The industry should refuse to work with these uncanny figures, which plagiarise the performances of generations of actors
What is scary about “Tilly Norwood”, the new AI-generated screen star created by the digital studio Xicoia, and launched in a pre-emptively ironic comedy video mocking the soulless unoriginality of AI, is how very convincing it looks in all its girl-next-door cheerfulness. I was expecting something like those Stepford-Wife AI language tutors that crop up on your Instagram feed, promising to practise German or Spanish or French with you. But it has to be said: “Tilly” is like an iPhone 17 making those faces look like a Nokia brick. It is not on screen for long and perhaps vanishes just before you sense something’s off, but as things stand, “Tilly” doesn’t look obviously less real than many of the performers who appear on screen today.

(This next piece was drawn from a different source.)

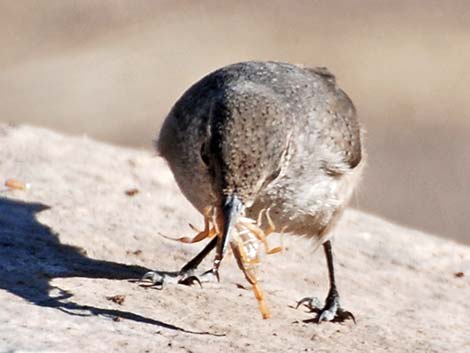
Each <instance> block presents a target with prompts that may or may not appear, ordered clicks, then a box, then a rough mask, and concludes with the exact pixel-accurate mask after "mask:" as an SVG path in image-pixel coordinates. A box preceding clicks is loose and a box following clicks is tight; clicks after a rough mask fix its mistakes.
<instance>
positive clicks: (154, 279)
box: [141, 237, 218, 287]
mask: <svg viewBox="0 0 470 353" xmlns="http://www.w3.org/2000/svg"><path fill="white" fill-rule="evenodd" d="M217 241H218V238H217V237H214V238H212V239H211V241H210V242H209V243H207V245H206V246H205V247H204V248H203V249H202V250H201V252H199V253H198V254H197V255H196V256H195V257H193V258H192V259H191V260H190V261H189V262H188V263H187V264H186V265H184V266H183V267H182V268H181V270H179V271H178V272H158V271H150V272H147V273H146V274H144V276H143V277H142V279H141V281H142V282H145V283H146V284H144V286H160V287H162V286H163V285H165V283H178V284H184V285H191V284H193V283H198V284H199V285H201V282H205V281H207V280H209V279H208V277H209V276H208V275H210V274H212V270H208V271H206V272H204V273H203V274H202V275H200V276H198V275H195V274H194V272H195V271H196V269H197V267H198V266H199V265H200V263H201V262H202V261H203V260H204V259H205V258H206V256H207V255H208V254H209V253H210V252H211V251H212V250H213V249H214V248H215V247H216V245H217Z"/></svg>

It is not merely that the technology which creates these unreal figures gets relentlessly better and better – the creators of “Tilly” have in effect plagiarised a million style and performance touches from legions of actors who once sweated real blood to make a success of them. It’s also that the aesthetics of real-world performance and writing are themselves getting more and more programmatic, blandifying downwards to meet the robot’s existence halfway and create a seamless uncanny-valley context in which it can thrive. It is not merely a question of the aesthetics of female beauty (created by an overwhelmingly male army of coders and tech bros), but an aesthetics of everything on the screen.